K7 – Hi De Ho [Big Life – BLRD 108]
Rap was still finding its feet back in the early 90s, at this time there were two main contenders in the arena – gangsta rap and pop rap. This release, new to me at the time of writing, fits into the latter. Both genres at the time had issues with producing a lot of sub-par records that sounded very similar to each other, and this record fits into this category.
This is your typical cringe-worthy pop rap that is nice enough for mainstream radio play, doesn’t upset grandma and is fun for the kids. With nonsensical lyrics, a stupid chorus and uninspired beats this track is just naff – pure and simple. I think what annoys me most is that this type of innocent rap is intended to be marketed towards people like me, young white guys. Yet I find it horribly boring and much prefer the harder lines found in gangsta rap of the same period.
Luckily this style died out by the turn of the millennium, with a few stragglers into the 2000s. And honestly this is one style I never want to have the pleasure of a revival.
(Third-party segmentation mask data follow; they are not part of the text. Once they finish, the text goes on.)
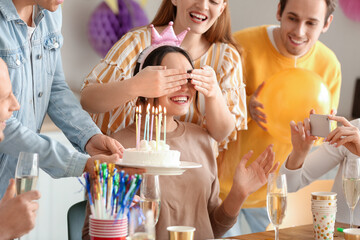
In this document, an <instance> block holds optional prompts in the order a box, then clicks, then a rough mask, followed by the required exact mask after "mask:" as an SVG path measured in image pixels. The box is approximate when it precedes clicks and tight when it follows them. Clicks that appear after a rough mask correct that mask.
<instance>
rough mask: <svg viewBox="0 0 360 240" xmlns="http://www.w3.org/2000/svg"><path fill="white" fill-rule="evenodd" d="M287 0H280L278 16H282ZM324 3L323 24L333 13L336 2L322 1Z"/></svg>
mask: <svg viewBox="0 0 360 240" xmlns="http://www.w3.org/2000/svg"><path fill="white" fill-rule="evenodd" d="M287 1H288V0H280V16H281V15H282V14H283V12H284V9H285V7H286V3H287ZM324 1H325V2H326V15H325V24H326V23H327V21H328V19H329V17H330V15H331V14H332V13H333V12H334V10H335V8H336V5H337V0H324Z"/></svg>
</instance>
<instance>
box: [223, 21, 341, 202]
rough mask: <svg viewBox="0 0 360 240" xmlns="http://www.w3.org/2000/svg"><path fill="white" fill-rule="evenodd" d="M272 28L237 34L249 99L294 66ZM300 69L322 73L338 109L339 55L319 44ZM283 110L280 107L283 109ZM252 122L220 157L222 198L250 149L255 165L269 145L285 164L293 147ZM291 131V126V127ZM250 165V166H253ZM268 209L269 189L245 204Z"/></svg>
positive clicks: (227, 193) (260, 189)
mask: <svg viewBox="0 0 360 240" xmlns="http://www.w3.org/2000/svg"><path fill="white" fill-rule="evenodd" d="M267 27H268V26H259V27H253V28H248V29H245V30H241V31H239V32H236V33H235V34H234V37H235V39H236V40H237V42H238V43H239V44H240V45H241V46H242V47H243V48H244V81H245V83H246V95H247V98H248V99H249V98H250V97H251V96H252V94H253V93H254V91H255V90H256V89H257V87H258V86H259V85H260V84H261V83H262V82H263V81H265V80H267V79H268V78H269V77H271V76H273V75H274V74H275V73H278V72H280V71H282V70H284V69H287V68H292V67H294V59H291V58H287V57H284V56H283V55H281V54H280V53H279V52H278V51H277V50H276V49H275V48H274V46H273V44H272V43H271V41H270V39H269V37H268V34H267ZM297 67H299V68H305V69H308V70H310V71H313V72H316V73H318V74H319V75H320V76H321V77H322V79H323V81H324V83H325V84H326V85H327V86H328V89H329V91H330V93H331V97H332V106H331V109H337V106H338V102H339V95H340V85H341V69H340V63H339V61H338V60H337V58H336V56H335V54H334V53H333V52H332V51H331V50H330V49H329V48H327V47H326V46H325V45H324V44H322V43H321V42H319V41H318V42H317V43H316V44H315V45H314V46H313V47H312V48H311V49H310V51H309V52H308V53H307V54H306V55H304V56H303V57H301V58H299V59H298V60H297ZM279 107H280V106H279ZM248 116H249V119H248V130H247V131H246V130H244V131H239V132H238V138H237V140H236V141H235V142H231V143H230V144H229V145H228V150H226V151H224V152H222V153H220V155H219V158H218V168H219V180H220V197H221V198H222V199H224V198H225V197H226V195H227V194H228V193H229V191H230V189H231V185H232V179H233V176H234V171H235V167H236V165H237V164H238V163H239V161H240V158H241V157H242V156H243V155H244V154H245V153H247V152H248V151H250V150H253V151H254V154H253V157H252V159H251V160H250V161H249V163H250V162H252V161H253V160H254V159H255V158H256V157H257V156H258V155H259V154H260V153H261V152H263V151H264V150H265V148H266V146H268V145H269V144H271V143H272V144H274V151H275V157H276V161H279V162H280V163H283V162H284V161H285V160H286V158H287V156H288V154H289V153H290V151H291V149H292V147H291V142H289V143H287V144H286V143H285V144H284V143H282V142H280V141H278V140H277V139H275V138H273V137H272V136H271V135H269V134H268V133H267V132H265V131H263V130H262V129H261V128H260V127H259V126H258V125H257V124H256V122H255V121H252V119H250V115H248ZM289 132H290V127H289ZM249 163H248V164H249ZM265 206H266V186H264V187H262V188H261V189H259V190H258V191H257V192H255V193H253V194H251V195H250V196H249V198H248V199H247V201H246V202H245V204H244V207H245V208H254V207H265Z"/></svg>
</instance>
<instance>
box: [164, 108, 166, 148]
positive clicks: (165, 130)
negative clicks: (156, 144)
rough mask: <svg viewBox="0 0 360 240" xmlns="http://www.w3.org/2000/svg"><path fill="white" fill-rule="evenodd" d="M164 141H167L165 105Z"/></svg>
mask: <svg viewBox="0 0 360 240" xmlns="http://www.w3.org/2000/svg"><path fill="white" fill-rule="evenodd" d="M164 143H166V107H164Z"/></svg>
Tina Barrett – Fire (Remixes) [Diamond Eyes Records]
This shouldn’t exist. This is another example of an artist who had previously seen immense fame in a larger group (S Club 7
) trying to find the same success on their own. Most will do this the sensible way, and start this after the previous groups disbandment. Striking while the iron is hot allows the new solo artist ride the wave of the groups disbandment for air play and cost-free promotion.
The sad thing is that Tina did not get this memo, and decided to start giving a crap almost 10 years after the band went down the toilet. Why did she take this long? Maybe she wanted to quit the business, or maybe she was bitter from the split but why on earth she created this I don’t know. Its so revolting it has caused me to come all this way to write this damning review.
Like I said in my review of Rachel Stevens (another S Club member chasing a solo career) most can afford high quality musicians and songwriters to try and ignite their solo career and sadly usually fail not because the music they are making is sub-par but that it cannot compete with all of the other mediocre shit that floats atop the pop landscape.
Well Tina clearly does not have the money to spend on such luxuries, and instead has made a song with the same budget a 16-year old has when making his hot new EDM tracks on SoundCloud. Tina is trying to tap into the popular EDM-pop market that was and still is very popular in the chart at the moment, but has created a mess of a song. With strained vocals (stop going RAHHHHHHHHH), terrible mixing, strange double-tracking that doesn’t work, lame as fuck lyrics, and the most uninspired backing beat I have heard in a while all you (the listener) end up with is a headache and maybe some mild confusion as to why such a monstrosity exists. The music video that goes along with the track is also complete garbage and looks like a students first attempt at Adobe After Effects.
Tina clearly has no pride or confidence in this song as she disabled both ratings and comments on the video, knowing that the public were likely going to dismiss this song and tell her to do something more worthwhile with her time.
Anyway, I’m sure she’ll recover the £80 she lost making this track with the upcoming S Club 7 reunion tour.